Cuando llegas a El Níspero, lo primero que te golpea es el cambio en el aire. Es como si el murmullo constante de la ciudad se disolviera en un suspiro, reemplazado por una humedad cálida y un aroma terroso, a veces con un toque floral que no puedes identificar del todo. Imagina que das un paso y el asfalto bajo tus pies se transforma en un sendero más suave, de tierra o grava fina, que cruje ligeramente con cada pisada. Escuchas el trino de los pájaros, diferente al de la ciudad, más cercano, más variado, como si cada uno quisiera saludarte. Es una bienvenida silenciosa, casi envolvente, que te prepara para lo que viene.

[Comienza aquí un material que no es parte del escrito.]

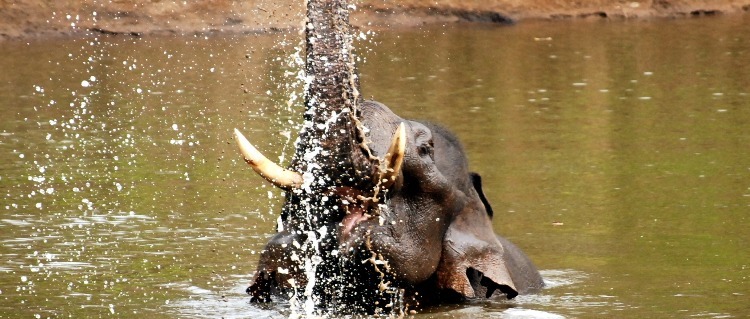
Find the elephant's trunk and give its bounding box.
[292,0,376,195]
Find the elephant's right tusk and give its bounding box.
[234,129,302,190]
[380,122,406,189]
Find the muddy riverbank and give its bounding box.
[0,0,750,39]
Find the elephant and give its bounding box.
[235,101,544,313]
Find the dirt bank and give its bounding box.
[0,0,750,39]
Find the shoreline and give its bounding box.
[0,0,750,42]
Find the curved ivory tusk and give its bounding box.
[380,122,406,189]
[234,129,302,189]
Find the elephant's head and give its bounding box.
[240,102,543,312]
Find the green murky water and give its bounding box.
[0,16,750,318]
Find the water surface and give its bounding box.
[0,16,750,318]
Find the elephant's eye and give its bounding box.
[417,141,433,157]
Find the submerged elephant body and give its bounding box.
[248,101,543,312]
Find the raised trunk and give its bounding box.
[292,0,374,191]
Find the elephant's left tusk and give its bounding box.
[380,122,406,189]
[234,129,302,190]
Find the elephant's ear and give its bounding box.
[437,181,518,299]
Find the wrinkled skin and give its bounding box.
[248,102,543,312]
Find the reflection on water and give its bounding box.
[0,16,750,318]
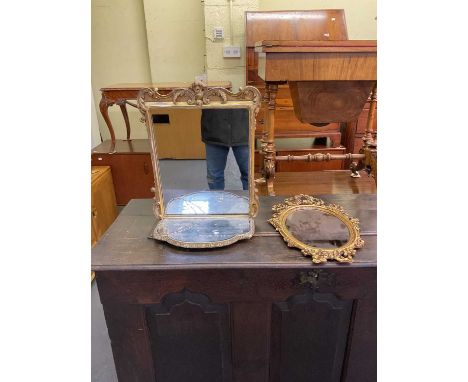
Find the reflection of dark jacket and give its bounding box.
[201,109,249,146]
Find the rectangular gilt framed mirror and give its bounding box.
[137,82,261,248]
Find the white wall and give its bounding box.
[91,0,377,139]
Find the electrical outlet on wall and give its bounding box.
[213,27,224,40]
[223,45,240,58]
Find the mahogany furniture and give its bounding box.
[245,9,348,171]
[255,40,377,194]
[92,194,377,382]
[99,81,231,152]
[91,166,117,246]
[91,166,117,282]
[91,139,154,205]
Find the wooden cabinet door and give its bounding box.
[91,166,117,241]
[91,153,154,205]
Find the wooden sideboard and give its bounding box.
[91,166,117,246]
[245,9,348,171]
[92,194,377,382]
[91,139,154,205]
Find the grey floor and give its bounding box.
[91,151,242,382]
[159,150,242,190]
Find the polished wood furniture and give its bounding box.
[92,195,377,382]
[91,139,154,205]
[91,166,117,246]
[255,40,377,194]
[258,170,377,196]
[91,166,117,281]
[245,9,348,175]
[99,81,231,152]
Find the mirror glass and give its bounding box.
[151,103,250,216]
[285,207,350,249]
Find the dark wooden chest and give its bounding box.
[92,194,377,382]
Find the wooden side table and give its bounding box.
[99,81,232,153]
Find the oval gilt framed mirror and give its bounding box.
[269,194,364,264]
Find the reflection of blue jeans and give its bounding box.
[205,143,249,190]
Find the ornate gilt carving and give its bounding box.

A medida que te adentras, sientes cómo la temperatura puede bajar unos grados. Las copas de los árboles se cierran sobre ti, creando un techo natural que filtra la luz del sol en parches cálidos y sombras frescas. Puedes estirar la mano y tocar la corteza rugosa de un árbol gigante, sentir la suavidad aterciopelada de una hoja de helecho o la textura cerosa de alguna planta exótica. El aire se siente más denso, más vivo, cargado con el perfume de la vegetación exuberante y el dulzor ocasional de una flor que no ves, pero que sabes que está cerca. De repente, un chapoteo suave te indica que hay agua cerca, quizás una pequeña cascada o un estanque donde la vida bulle.
Luego, el ambiente cambia sutilmente. El canto de los pájaros se mezcla con otros sonidos: un gruñido lejano, el chirrido agudo de un mono, el aleteo de alas grandes. Sabes que estás cerca de los animales. Puedes sentir la vibración de sus movimientos en el suelo si hay uno grande cerca, o el eco de sus llamadas que rebotan en los recintos. A veces, el aire se llena con un olor más fuerte, un aroma animal que te recuerda que estás en su espacio. Imagina que te detienes y, si agudizas el oído, puedes distinguir el raspado de garras en una superficie, el sonido de la comida siendo masticada, o el suave ronroneo de un felino que descansa. Es una sinfonía de la vida salvaje, presente aunque no siempre visible.
Ahora, sobre lo práctico: si vas, lleva repelente. En serio, no es una opción, es una necesidad si no quieres volver lleno de picaduras. También es buena idea usar ropa ligera y fresca, y calzado cómodo para caminar, porque aunque no es un lugar enorme, hay bastante para recorrer a pie. No esperes encontrar restaurantes gourmet; hay algunos kioscos con snacks básicos y bebidas, así que si eres de buen comer, lleva algo extra o planifica comer antes o después. El lugar es bastante accesible, pero algunas zonas pueden tener senderos irregulares, así que tenlo en cuenta si vas con alguien con movilidad reducida.
El tiempo que te tomará recorrerlo todo depende de ti, pero calcula entre dos y tres horas para verlo con calma, sin prisas. La entrada es bastante económica, casi simbólica, lo cual es genial. Para llegar, lo más fácil es tomar un taxi o usar una app de transporte; está en El Valle de Antón, así que es un poco de viaje desde Ciudad de Panamá, pero vale la pena si buscas un día diferente. Te recomiendo ir por la mañana temprano, cuando la temperatura es más agradable y los animales suelen estar más activos. Es un lugar para desconectar, no para una aventura extrema, pero definitivamente te deja con una sensación de conexión con la naturaleza.